Sometimes you need tricky operations on your binary data like counting bits, leading or trailing zeros and so on (for example, when you want to implement HAMT or sparse arrays). In Rust this is achieved by using methods like .count_ones() and .trailing_zeros(). The problem with those methods is that they are usually expanded in a huge pile of assembler code. But x86 (and some other architectures) have instructions to perform these counts (specifically, popcnt and tzcnt) and they are really fast (1 cycle for execution and latency of 3 cycles). Today we will learn how to force Rust compiler to use those instructions and what are the possible pitfalls.
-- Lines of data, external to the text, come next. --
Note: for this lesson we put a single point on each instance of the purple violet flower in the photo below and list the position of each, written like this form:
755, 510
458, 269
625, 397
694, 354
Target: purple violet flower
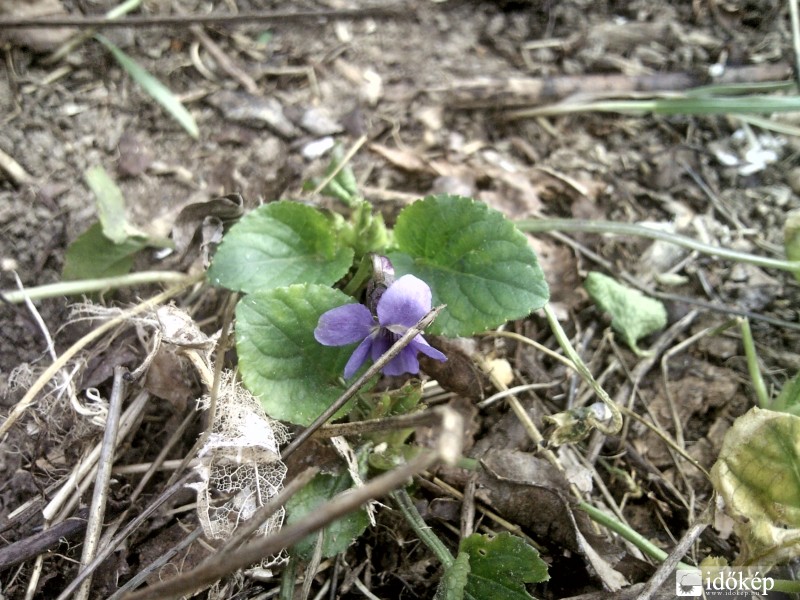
399, 308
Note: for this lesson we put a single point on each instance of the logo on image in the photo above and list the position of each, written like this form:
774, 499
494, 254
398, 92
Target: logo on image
688, 583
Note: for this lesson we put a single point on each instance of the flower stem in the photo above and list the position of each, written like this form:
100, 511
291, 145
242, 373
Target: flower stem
752, 364
583, 371
414, 519
634, 537
88, 286
579, 225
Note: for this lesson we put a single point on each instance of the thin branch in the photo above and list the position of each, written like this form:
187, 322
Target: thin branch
282, 17
97, 510
448, 450
30, 395
361, 381
489, 92
612, 227
129, 528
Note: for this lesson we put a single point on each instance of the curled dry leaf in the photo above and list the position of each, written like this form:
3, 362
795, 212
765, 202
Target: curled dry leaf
756, 475
531, 492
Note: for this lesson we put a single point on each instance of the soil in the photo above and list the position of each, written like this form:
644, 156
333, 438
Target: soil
399, 79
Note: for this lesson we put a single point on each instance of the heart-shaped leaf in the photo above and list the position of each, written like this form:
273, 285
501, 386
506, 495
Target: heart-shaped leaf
295, 377
92, 255
338, 535
633, 315
499, 567
279, 244
473, 258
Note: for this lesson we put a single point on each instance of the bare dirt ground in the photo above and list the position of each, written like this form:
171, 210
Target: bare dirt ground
398, 78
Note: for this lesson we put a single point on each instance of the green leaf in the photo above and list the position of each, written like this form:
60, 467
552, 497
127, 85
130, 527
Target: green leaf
157, 90
475, 261
454, 580
500, 566
92, 255
791, 238
295, 376
338, 535
758, 476
110, 204
279, 244
633, 315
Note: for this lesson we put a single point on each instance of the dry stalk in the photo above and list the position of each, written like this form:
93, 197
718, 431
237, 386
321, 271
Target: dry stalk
361, 381
447, 450
62, 360
97, 510
106, 551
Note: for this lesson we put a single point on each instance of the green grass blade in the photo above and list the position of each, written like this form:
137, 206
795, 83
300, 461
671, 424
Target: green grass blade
674, 105
157, 90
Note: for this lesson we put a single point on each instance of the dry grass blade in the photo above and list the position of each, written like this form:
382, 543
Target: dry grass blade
447, 450
57, 365
157, 90
98, 507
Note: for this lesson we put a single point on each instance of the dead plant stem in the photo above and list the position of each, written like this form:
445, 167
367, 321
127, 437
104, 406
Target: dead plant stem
669, 563
631, 229
448, 450
283, 17
106, 551
583, 371
90, 286
97, 510
87, 464
57, 365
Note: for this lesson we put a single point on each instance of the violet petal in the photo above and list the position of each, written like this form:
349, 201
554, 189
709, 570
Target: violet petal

Let’s start with an example. Here’s the code that finds population counts of random integers (on Rust Playground):

use rand::prelude::*;

// this is only to have this function separately in the asm output
#[inline(never)]
fn count(a: u32) -> u32 {
    a.count_ones()
}

fn main() {
    let a: u32 = random();
    println!("{}", count(a));
    println!("{}", count(a + 1));
}

And the count function looks like that:

playground::count:
	mov	eax, edi
	shr	eax
	and	eax, 1431655765
	sub	edi, eax
	mov	eax, edi
	and	eax, 858993459
	shr	edi, 2
	and	edi, 858993459
	add	edi, eax
	mov	eax, edi
	shr	eax, 4
	add	eax, edi
	and	eax, 252645135
	imul	eax, eax, 16843009
	shr	eax, 24
	ret

Wow. A huge pile of instructions and magic numbers. This is clearly not something we would like to see, especially in performance-critical places. Let’s make this a little bit better (on Rust Playground):

use rand::prelude::*;

// this is only to have this function separately in the asm output
#[inline(never)]
#[cfg_attr(target_arch = "x86_64", target_feature(enable = "popcnt"))]
unsafe fn count(a: u32) -> u32 {
    a.count_ones()
}

fn main() {
    let a: u32 = random();
    println!("{}", unsafe { count(a) });
    println!("{}", unsafe { count(a + 1) });
}

And here is the assembly code of count:

playground::count:
	popcnt	eax, edi
	ret

Only a single very fast instruction! And that this will work with all integer types. There is a pitfall though: Rust requires us to mark functions as unsafe when we use target_feature so it makes sense to make functions using those features as small as possible.

Also, you can do something similar with .trailing_zeros() or .leading_zeros() by using target_feature(enable = "bmi1").

To find feature names you can refer to architecture-specific intrinsics documentation.

That’s all, hope you find it useful!